Some Assembly Required: Understanding and Interpreting Topics in LDA Models of Figurative Language

The following is a small part from a much larger work in progress (my dissertation) about the potential to use latent Dirichlet allocation (LDA) to do exploratory work with highly figurative language.  In fact, my project uses LDA to model various iterations of an approximately 4,500 poem dataset (the majority of which are from the 20th century), and to consider the composition of that dataset in relationships to a smaller subset of the data that could be described as belonging to a poetic tradition called ekphrasis: poetry to, for, and about the visual arts.  There’s no way that I could begin to get into all the nitty gritty details about the rest of the project in this one blog post, so with apologies, I’m going to begin in media res, assuming that you know this much: probabilistic topic modeling, and in particular LDA, is a way of looking for patterns in large collections of text.  In previous posts I’ve mentioned that there are many good posts on what LDA is and how some humanists are using it.  Most recently Scott Weingart produced a blog post called “Topic Modeling for Humanists: A Guided Tour” that adds to the much needed collection of “How to get started” conversations.  Rather than focusing on how topic modeling can be useful to you, this is a post about how you, dear Reader, need to read our results—at least those of us who are working with figurative texts and particularly those of us working with poetry, the most figurative of them all.

If you’re just getting started, it’s important to begin with the following knowledge: data mining in any form makes two assumptions that Ian H. Witten, Eibe Frank, and Mark Hall point out in their introduction to the topic and to their graphical interface data mining software Weka.  They remind us data mining results need to be actionable and they need to be comprehensible.  I’ll go into what I think that means for my work, but suffice it to say, topic modeling assumes that texts, though amorphous, don’t hide information.  In fact, text mining in general assumes that writers go to great lengths to make clear, unambiguous arguments.  Computer scientists make that assumption because LDA was written to deal with large repositories and collections of non-fiction text.  When you’re reading the journal Science, for example, you don’t see lines like:

Little lion face

I stooped to pick
among the mass of thick
succulent blooms, the twice
streaked flanges of your silk

sunwheel relaxed in wide
dilation, I brought inside,
placed in a vase.
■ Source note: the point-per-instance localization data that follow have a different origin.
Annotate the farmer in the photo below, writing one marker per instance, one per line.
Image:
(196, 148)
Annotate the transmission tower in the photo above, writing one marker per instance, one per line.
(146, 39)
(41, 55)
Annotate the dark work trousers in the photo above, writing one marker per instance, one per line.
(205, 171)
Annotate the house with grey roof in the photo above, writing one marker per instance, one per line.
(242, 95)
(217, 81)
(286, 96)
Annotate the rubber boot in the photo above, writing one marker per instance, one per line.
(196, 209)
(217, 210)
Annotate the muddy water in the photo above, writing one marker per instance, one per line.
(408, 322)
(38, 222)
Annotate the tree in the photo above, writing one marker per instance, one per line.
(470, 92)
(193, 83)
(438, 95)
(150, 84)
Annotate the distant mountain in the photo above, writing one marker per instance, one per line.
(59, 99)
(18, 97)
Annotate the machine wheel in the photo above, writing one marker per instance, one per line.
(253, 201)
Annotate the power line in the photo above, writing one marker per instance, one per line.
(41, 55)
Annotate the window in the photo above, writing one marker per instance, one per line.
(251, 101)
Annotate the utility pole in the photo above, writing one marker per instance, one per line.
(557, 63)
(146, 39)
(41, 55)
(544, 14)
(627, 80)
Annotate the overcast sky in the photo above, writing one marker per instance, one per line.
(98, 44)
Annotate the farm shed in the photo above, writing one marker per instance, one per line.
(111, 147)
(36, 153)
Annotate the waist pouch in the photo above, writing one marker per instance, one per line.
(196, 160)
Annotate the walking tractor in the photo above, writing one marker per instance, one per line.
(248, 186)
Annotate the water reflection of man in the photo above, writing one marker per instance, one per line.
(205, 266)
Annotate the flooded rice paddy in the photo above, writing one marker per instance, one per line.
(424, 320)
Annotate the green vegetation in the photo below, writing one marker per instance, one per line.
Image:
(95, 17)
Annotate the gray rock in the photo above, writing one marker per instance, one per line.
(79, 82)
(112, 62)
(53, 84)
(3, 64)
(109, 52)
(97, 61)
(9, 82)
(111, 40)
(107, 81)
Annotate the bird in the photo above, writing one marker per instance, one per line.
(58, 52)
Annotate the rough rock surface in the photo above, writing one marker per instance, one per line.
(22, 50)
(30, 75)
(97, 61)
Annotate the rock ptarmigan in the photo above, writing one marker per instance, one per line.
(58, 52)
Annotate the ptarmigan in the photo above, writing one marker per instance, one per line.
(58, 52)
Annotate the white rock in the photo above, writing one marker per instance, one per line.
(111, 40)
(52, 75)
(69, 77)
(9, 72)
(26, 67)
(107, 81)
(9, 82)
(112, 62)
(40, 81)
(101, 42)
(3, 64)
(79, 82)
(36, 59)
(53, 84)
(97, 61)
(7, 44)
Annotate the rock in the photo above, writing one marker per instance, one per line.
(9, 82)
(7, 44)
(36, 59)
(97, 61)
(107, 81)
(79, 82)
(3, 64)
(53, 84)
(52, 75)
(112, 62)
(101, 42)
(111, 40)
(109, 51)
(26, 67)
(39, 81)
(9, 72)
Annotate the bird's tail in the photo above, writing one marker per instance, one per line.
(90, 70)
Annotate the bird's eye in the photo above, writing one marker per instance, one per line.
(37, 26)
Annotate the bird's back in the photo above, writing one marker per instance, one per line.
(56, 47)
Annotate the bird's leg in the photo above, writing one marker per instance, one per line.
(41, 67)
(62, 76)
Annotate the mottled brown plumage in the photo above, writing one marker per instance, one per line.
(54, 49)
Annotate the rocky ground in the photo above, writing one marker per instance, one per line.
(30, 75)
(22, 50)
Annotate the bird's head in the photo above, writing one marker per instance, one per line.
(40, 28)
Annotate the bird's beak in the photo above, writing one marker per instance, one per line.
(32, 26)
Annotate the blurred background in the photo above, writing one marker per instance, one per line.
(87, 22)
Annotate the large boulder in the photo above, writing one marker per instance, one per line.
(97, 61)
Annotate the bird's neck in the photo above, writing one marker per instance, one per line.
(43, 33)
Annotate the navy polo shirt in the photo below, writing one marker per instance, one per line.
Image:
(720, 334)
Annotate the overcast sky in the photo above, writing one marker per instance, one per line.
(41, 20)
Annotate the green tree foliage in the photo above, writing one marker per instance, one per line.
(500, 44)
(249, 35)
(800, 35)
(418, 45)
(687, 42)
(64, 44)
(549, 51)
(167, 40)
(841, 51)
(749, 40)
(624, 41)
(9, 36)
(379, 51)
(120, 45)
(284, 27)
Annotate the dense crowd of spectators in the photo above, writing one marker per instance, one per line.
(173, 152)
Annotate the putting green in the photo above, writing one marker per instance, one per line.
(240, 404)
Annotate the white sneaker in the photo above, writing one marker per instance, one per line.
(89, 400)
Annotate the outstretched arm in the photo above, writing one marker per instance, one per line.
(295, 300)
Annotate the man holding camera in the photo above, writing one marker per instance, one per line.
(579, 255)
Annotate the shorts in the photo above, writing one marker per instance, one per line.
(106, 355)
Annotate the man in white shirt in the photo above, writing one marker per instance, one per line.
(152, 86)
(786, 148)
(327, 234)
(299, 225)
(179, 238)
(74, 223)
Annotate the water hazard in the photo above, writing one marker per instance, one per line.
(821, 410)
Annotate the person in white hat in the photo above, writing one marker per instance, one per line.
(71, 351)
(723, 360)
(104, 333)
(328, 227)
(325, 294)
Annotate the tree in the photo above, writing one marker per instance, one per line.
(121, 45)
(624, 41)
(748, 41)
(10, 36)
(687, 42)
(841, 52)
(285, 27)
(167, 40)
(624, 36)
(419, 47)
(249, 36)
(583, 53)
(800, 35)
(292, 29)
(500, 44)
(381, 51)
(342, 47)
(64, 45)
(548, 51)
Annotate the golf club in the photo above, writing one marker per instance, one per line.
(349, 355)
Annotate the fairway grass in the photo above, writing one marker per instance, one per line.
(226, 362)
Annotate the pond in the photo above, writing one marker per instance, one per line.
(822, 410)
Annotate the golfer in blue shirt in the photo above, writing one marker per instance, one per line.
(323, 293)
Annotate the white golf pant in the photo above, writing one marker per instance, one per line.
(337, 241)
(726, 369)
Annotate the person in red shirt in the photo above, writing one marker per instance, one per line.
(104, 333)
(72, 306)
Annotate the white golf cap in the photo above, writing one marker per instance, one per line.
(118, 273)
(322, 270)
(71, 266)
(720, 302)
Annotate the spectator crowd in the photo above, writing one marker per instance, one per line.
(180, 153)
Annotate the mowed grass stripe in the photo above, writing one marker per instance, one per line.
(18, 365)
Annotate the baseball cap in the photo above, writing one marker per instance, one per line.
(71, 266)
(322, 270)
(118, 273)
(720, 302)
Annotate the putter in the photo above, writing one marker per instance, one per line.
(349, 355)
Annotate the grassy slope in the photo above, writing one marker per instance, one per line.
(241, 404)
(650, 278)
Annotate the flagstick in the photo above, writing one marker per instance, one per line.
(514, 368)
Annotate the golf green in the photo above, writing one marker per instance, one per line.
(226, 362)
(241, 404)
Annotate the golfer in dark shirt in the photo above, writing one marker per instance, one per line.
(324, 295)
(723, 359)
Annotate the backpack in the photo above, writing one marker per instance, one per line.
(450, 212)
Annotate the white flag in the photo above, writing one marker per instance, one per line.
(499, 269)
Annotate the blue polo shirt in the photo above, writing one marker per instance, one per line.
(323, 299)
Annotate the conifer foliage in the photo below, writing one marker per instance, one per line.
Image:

Milk
of your shaggy stem

sticky on my fingers, and
your barbs hooked to my hand,
sudden stings from them
were sweet…

May Swenson wasn’t writing for Science, and her poem is about more than dandelions.  Pretty much any human reading that poem, even my undergraduates, get that this is a poem about sex.  Science’s editors would never publish this; however, they may publish and have published plenty of articles about sex, reproduction, and the propagation of flora and fauna.  The terms they use, though, strive against ambiguity, while poetry revels in it.  We don’t have a well-established way of interpreting topics that account for poetry’s lush ambiguity, but we need to because it would be a mistake to read a topic with the keywords: wind, sky, light, trees, blue, white, snow… when generated from a collection of poems the same way you would read and understand it in, say, David Blei’s 100-topic model of Science.

Rather than reposting Blei’s images here, I suggest that readers interested in understanding LDA look at his article from Communications of the ACM, because his illustrative examples on the first and second pages do an excellent job of showing how topics are generated.   Blei’s results are these wonderfully identifiable topics that make such sense: of course, we can interpret topic as the genetics topic because it is comprised of words like gene and dna and another as the evolutionary biology topic because it is made up of words like survival and mutation.

So while the classic examples of topic models produce semantically and thematically coherent keyword distributions, should we expect highly figurative texts, particularly poems but not exclusive of other forms of highly figurative texts such as fiction and drama, to form around the same kind of thematic topics?  Returning once again to Blei’s most accessible article for humanists, he writes: “The interpretable topic distributions arise by computing the hidden structure that likely generated the observed collection of documents.” Blei clarifies his statement in a footnote which reads: “Indeed calling these models “topic models” is retrospective—the topics that emerge from the inference algorithm are interpretable for almost any collection that is analyzed.  The fact that these look like topics has to do with the statistical structure of observed language and how it interacts with the specific probabilistic assumptions of LDA” (Blei “Introduction” 79).  In other words, the topics from Science scan as comprehensible, cohesive topics because the texts from which they were derived strive to use language that identifies very literally with its subject.  The algorithm, however, does not know the difference between texts that tend to be more literal than figurative.  The same process for identifying topics applies for both literal and figurative texts: topics are a distribution over a fixed vocabulary.  The first stage of a topic modeling experiment with poetry, then, is a matter of determining what those distributions look like and whether or not they can be useful.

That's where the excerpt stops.